FEBRUARY'S job creation figure of 262,000 is very good news for the United States, whatever the assessment of the overall health of the economy.

During the run-up to the November election, one of the figures that both sides were watching carefully each month was the number of jobs the U.S. economy was creating. In general the numbers were feeble, usually less than the 150,000 per month that must be created to meet the needs of new entries into the job market. In his first term, President Bush presided over a loss of about a million jobs. But, for whatever combination of reasons, weakness in that area certainly did not cost Mr. Bush the November election. Now, even though the unemployment rate rose 0.2 percentage points to 5.4 percent in February, the job scene seems to be brightening, with positive creation in recent months.

That, against a backdrop of other positive economic news may signal that a definite, though fragile, recovery is under way. U.S. economic growth is at an acceptable 4 percent level. The stock market remains the stock market that is to say, up and down but it is generally up.

The dark side of the street is the half-trillion-dollar budget deficit, fueled by continued high spending on defense and a hesitation on the part of the administration and the Congress to bite into the nation's social services further to favor meeting military demands. Other negative elements include the continued rising cost of oil, which seems not yet to be playing its normal dampening role in the U.S. economy.

The role of foreign investment - put more plainly, Chinese, Japanese and European purchases of U.S. treasury bonds at $2 billion a day in financing the soaring U.S. trade imbalance as well as the budget deficit - is the sagging ceiling over the bed that hasn't fallen in yet.

The better jobs numbers could be the result of Bush policies.

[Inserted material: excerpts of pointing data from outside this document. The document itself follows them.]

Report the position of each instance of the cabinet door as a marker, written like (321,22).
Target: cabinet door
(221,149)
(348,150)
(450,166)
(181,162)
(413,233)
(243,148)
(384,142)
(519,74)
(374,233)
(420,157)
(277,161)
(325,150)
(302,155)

That is to say, policies that include tax cuts that benefit the rich with more to come, deficits that have America borrowing today for someone to pay back tomorrow, running the risk of inflation that would diminish the debt but butcher Americans whose wages won't keep pace.

We'll take the new jobs, but there is good reason to be wary of the long-term consequences of administration policies as they welcome the recent improvement in the jobs picture.